CALCULATING THE DISTANCE FOR EACH PHOTOGRAPH
Have groups of 3 determine the distance from the trailhead of each photograph location. While students are engaged in this task, circulate and encourage mathematical talk. Ask:
“How are you using the information in the problem to determine the hiker’s rate of travel?”
“How could the information on the time each photograph was taken help you to determine the distance from the trailhead of each photograph location?”
“How will you decide which units of measure to use in your calculations?”
This task provides a rich opportunity for students to reason mathematically as they determine relationships. If the rate of travel is 3 km/h, students may use this information to determine distances travelled over time. For example, the knowledge that a hiker travels 3 km/h allows students to determine that the hiker will travel 1.5 km per half hour and 0.75 km or 750 m in 15 minutes. This line of reasoning will help them identify distances travelled over smaller increments of time. If 750 m can be travelled in 15 minutes, then 250 m can be travelled in 5 minutes, and 50 m can be travelled in 1 minute.
Ensure that students are able to recognize the relationships between rate, time, and distance. An integral part of these calculations will involve working flexibly with conversions from kilometres to metres. It may be necessary to engage in small- or whole-group mathe- matics instruction. Alternatively, you may invite students to share and discuss their strategies for determining rate and distance.
Once groups have determined the distance from the trailhead of each photograph location, reconvene the class and have students communicate their findings. As they share their work, record (or have a student record) accurate distances related to time on a class T-chart.

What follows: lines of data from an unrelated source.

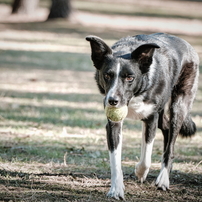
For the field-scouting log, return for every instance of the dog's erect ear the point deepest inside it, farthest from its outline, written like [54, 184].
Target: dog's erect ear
[99, 50]
[143, 55]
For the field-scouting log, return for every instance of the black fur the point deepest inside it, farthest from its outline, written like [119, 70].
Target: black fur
[156, 76]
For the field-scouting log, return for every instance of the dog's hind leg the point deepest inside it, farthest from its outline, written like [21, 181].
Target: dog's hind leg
[181, 103]
[114, 140]
[148, 134]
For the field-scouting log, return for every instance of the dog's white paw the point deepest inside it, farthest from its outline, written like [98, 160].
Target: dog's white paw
[162, 181]
[117, 191]
[141, 172]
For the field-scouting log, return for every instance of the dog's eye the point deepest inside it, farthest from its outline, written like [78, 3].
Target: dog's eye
[129, 78]
[107, 76]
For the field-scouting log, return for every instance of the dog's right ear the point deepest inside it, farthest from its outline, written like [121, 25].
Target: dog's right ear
[99, 49]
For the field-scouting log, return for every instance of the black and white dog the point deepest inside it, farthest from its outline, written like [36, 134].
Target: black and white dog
[156, 76]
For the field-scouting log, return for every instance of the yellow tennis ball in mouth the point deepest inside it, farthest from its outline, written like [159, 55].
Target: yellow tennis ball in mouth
[116, 114]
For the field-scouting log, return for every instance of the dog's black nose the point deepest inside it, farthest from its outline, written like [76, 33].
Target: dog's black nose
[113, 101]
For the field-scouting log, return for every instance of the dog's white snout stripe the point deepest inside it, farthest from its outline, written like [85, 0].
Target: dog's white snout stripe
[113, 88]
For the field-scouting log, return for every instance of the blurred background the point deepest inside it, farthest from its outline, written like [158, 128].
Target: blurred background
[52, 124]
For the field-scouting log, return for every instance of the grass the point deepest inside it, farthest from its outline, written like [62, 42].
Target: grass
[52, 136]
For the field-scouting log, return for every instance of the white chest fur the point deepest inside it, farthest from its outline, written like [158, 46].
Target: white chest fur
[137, 109]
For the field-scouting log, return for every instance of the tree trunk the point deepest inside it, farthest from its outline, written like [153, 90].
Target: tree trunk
[24, 6]
[60, 9]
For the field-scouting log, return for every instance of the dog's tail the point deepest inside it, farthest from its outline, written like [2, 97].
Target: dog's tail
[188, 128]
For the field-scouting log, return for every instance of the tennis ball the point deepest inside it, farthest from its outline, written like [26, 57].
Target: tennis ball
[116, 114]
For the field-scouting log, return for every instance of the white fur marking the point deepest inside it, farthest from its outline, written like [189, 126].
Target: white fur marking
[163, 179]
[113, 88]
[117, 186]
[142, 168]
[137, 109]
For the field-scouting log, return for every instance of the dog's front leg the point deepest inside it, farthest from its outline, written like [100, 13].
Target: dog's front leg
[148, 133]
[114, 140]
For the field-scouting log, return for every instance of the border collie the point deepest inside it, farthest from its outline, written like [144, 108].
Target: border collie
[156, 76]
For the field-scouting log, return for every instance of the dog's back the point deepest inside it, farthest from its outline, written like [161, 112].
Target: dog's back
[156, 77]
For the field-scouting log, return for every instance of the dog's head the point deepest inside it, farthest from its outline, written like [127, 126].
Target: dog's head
[121, 73]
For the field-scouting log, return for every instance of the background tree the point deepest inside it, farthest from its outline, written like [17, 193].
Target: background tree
[60, 9]
[24, 6]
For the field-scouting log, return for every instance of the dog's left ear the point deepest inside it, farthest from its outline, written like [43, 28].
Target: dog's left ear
[143, 55]
[99, 50]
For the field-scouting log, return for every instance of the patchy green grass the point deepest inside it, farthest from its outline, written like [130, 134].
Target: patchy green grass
[52, 125]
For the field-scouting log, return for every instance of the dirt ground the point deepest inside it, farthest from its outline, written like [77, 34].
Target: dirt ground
[35, 180]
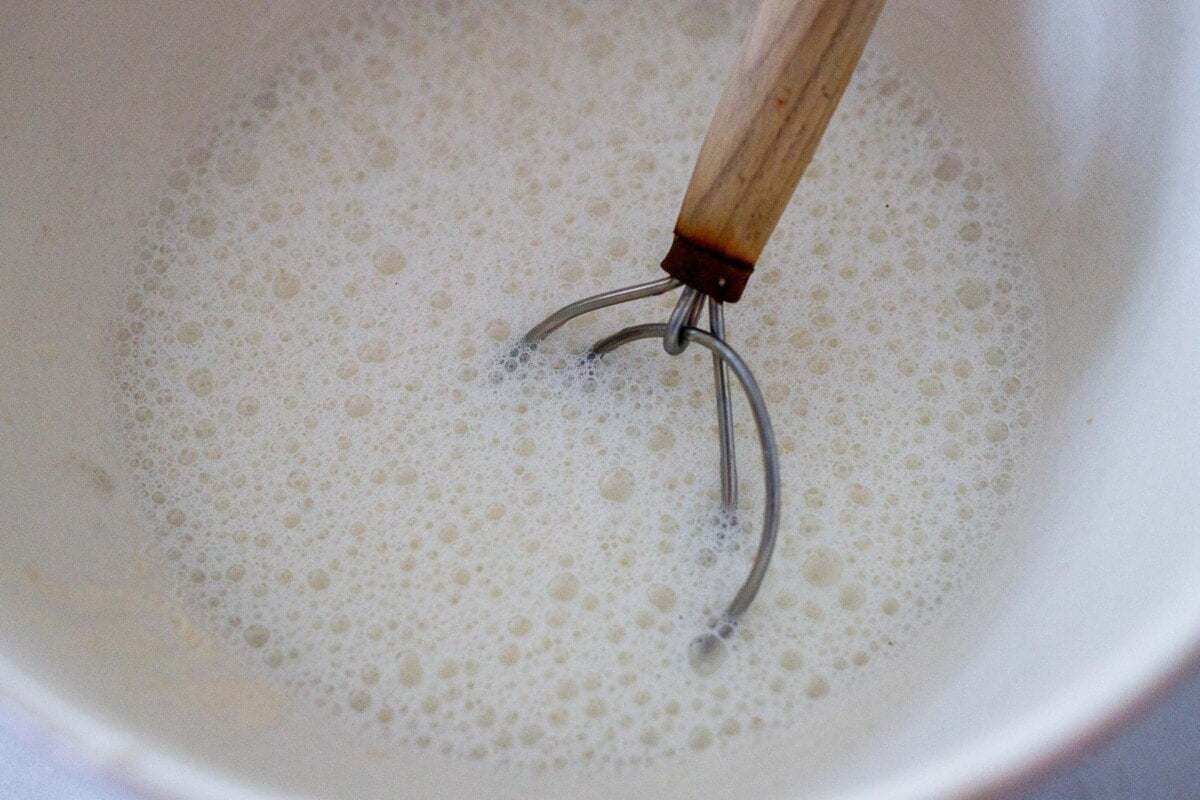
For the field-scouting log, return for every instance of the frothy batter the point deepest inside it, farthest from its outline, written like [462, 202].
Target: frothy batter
[511, 570]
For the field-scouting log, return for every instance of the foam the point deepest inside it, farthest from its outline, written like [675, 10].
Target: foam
[513, 570]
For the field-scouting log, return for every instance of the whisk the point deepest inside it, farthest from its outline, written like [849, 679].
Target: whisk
[792, 70]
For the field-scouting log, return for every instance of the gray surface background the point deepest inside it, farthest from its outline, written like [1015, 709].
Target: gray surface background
[1155, 757]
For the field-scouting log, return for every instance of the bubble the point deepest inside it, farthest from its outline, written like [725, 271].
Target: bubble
[257, 636]
[706, 654]
[286, 286]
[199, 382]
[617, 486]
[972, 294]
[564, 587]
[237, 168]
[389, 259]
[247, 405]
[949, 167]
[358, 405]
[444, 557]
[822, 567]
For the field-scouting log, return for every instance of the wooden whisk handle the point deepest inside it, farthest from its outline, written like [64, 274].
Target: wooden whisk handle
[791, 73]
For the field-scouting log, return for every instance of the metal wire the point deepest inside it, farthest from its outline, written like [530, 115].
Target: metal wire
[595, 302]
[706, 650]
[766, 441]
[724, 413]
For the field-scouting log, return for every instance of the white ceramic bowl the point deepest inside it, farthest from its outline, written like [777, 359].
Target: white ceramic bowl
[1091, 601]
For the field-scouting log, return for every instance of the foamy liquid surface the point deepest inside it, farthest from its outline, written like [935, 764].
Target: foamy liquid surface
[513, 570]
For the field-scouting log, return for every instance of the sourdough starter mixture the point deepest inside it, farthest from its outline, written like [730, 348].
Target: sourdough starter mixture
[511, 569]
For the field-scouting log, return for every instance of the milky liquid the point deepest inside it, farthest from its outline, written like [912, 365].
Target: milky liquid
[513, 570]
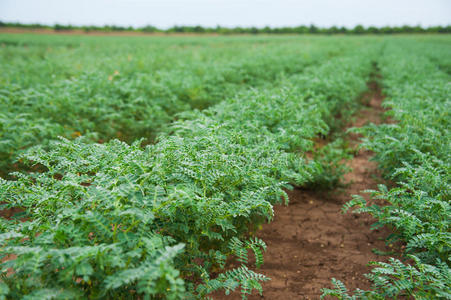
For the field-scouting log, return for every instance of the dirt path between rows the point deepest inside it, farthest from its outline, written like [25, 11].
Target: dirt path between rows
[310, 241]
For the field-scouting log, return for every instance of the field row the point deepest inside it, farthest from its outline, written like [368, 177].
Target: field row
[413, 153]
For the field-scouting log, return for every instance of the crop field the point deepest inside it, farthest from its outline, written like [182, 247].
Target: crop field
[164, 167]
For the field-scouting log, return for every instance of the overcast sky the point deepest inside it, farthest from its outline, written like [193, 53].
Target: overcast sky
[166, 13]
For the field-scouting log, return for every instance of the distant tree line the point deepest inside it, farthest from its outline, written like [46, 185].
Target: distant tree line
[312, 29]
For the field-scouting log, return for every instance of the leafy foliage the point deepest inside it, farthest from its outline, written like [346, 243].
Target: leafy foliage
[109, 220]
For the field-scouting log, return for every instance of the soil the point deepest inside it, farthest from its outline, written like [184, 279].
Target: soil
[310, 241]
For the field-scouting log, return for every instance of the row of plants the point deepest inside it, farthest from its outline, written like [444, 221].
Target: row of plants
[115, 220]
[70, 87]
[301, 29]
[414, 154]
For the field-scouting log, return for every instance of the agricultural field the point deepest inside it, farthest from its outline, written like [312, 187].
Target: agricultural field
[153, 167]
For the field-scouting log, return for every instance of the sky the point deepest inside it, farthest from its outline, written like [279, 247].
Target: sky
[230, 13]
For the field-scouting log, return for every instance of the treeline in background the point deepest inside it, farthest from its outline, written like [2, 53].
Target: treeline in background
[312, 29]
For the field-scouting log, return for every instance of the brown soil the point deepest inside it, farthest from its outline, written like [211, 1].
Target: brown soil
[96, 33]
[310, 241]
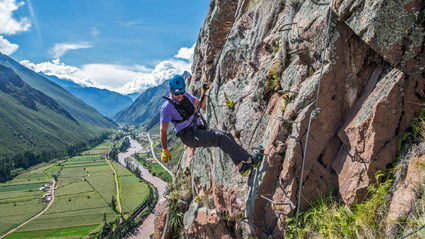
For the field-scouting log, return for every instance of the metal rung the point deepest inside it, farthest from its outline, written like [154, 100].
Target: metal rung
[242, 219]
[297, 51]
[289, 121]
[289, 24]
[286, 91]
[275, 203]
[262, 154]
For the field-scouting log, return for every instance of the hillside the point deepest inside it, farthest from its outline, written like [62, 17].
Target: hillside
[342, 101]
[106, 102]
[78, 109]
[32, 121]
[146, 106]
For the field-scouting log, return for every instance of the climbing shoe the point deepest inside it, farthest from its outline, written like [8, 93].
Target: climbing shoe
[257, 157]
[246, 167]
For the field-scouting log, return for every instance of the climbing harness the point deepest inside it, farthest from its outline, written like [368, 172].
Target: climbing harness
[412, 232]
[312, 115]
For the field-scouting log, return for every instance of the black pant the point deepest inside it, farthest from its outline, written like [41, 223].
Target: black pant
[215, 138]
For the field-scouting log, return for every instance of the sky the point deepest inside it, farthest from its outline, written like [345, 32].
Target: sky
[125, 46]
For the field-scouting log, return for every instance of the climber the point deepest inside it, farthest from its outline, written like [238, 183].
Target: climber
[179, 109]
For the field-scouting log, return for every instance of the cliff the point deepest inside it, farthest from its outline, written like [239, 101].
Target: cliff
[266, 57]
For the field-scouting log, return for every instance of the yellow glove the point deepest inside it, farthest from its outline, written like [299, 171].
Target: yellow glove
[165, 155]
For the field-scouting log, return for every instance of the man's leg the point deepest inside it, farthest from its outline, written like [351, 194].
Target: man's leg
[217, 138]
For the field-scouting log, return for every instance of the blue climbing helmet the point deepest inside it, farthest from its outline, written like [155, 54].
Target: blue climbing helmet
[177, 85]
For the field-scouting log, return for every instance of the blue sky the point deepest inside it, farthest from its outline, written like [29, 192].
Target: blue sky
[121, 45]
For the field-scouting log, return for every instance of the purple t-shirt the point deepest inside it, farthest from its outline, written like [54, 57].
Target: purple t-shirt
[169, 113]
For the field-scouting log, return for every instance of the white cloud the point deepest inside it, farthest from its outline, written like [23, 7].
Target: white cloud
[60, 70]
[6, 47]
[163, 71]
[186, 53]
[119, 78]
[61, 48]
[8, 24]
[94, 32]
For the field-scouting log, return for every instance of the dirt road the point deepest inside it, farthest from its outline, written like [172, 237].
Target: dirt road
[147, 228]
[45, 209]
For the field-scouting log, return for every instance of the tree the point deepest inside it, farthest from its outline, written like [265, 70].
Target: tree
[114, 204]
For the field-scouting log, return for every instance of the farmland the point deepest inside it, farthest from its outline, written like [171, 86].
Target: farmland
[84, 191]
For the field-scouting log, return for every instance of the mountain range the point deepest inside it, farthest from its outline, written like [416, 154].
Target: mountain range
[146, 106]
[106, 102]
[31, 120]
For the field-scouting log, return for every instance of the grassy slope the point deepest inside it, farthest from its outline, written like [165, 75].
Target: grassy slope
[85, 190]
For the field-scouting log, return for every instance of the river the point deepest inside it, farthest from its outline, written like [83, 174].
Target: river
[147, 227]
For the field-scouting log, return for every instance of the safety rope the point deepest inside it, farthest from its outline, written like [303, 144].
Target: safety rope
[312, 115]
[410, 233]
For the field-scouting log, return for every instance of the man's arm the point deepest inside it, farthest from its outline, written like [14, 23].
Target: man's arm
[163, 134]
[204, 91]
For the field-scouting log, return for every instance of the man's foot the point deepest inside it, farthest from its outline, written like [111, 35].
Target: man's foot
[257, 157]
[246, 167]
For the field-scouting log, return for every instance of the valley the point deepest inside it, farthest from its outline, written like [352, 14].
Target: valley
[85, 191]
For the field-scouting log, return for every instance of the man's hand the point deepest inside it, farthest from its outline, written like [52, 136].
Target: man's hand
[165, 155]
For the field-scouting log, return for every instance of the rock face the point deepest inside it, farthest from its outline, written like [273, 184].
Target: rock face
[368, 92]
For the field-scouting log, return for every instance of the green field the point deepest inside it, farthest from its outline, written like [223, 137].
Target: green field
[74, 232]
[83, 196]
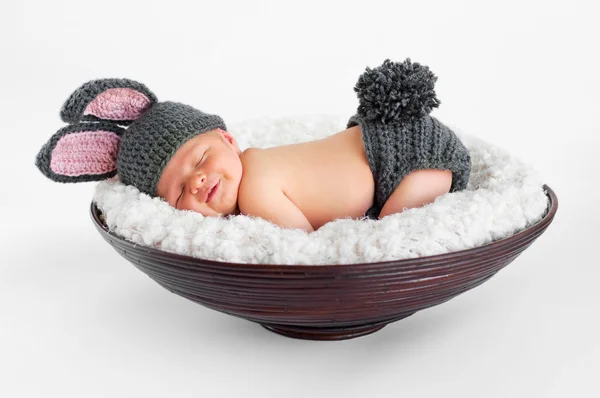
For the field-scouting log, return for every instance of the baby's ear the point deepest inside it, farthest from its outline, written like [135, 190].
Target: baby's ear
[81, 152]
[118, 100]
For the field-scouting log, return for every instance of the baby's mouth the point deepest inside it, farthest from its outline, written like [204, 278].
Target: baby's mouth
[212, 192]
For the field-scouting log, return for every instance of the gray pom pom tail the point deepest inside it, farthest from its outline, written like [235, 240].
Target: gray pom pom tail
[396, 92]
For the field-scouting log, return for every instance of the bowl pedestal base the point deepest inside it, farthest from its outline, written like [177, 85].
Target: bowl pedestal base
[329, 333]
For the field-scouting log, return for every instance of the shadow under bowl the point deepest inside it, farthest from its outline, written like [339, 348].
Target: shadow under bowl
[326, 302]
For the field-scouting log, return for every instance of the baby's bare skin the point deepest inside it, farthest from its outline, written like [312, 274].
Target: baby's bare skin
[303, 185]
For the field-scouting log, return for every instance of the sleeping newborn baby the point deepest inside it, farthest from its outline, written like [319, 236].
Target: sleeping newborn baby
[392, 155]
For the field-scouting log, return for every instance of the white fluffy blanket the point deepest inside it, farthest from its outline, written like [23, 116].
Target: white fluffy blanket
[504, 195]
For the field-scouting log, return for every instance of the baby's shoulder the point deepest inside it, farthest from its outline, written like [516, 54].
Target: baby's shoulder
[259, 175]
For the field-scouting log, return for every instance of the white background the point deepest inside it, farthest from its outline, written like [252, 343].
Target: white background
[78, 320]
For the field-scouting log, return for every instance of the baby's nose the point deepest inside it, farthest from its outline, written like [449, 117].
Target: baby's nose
[197, 182]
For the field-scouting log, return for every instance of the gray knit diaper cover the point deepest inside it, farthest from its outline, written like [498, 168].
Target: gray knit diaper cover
[398, 133]
[394, 151]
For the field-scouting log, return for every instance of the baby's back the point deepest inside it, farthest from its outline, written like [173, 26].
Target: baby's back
[325, 179]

Ask students to summarize the information on the T-chart, using a ine graph that displays time on the horizontal axis and distance on the vertical axis. The graph will be a straight line, since the distance/time rate is constant (3 km/h). (Students can use the Pages app to create a line graph).
While students are engaged in the reading, interpretation, and analysis of their data, ask:
“What conclusions can you draw about the relationship between time and distance by examining your graph?”
Ongoing assessment opportunities are embedded throughout this learning activity. Suggested prompts and questions have been provided in the Minds On and Action sections. Focus your observations in order to assess how well students:
express their understanding of measurement relationships (time, distance, rate);
work flexibly with conversions (kilometres to metres);
select and compare units of measure and justify their reasoning;
draw upon their understanding of quantity and fractional relationships with respect to time; • apply reasoning and logical thinking;
communicate and justify their solutions.
SEL Self-Assessments (English) and Teacher Rubric
Students could use the Pages app to document their findings and create a line graph.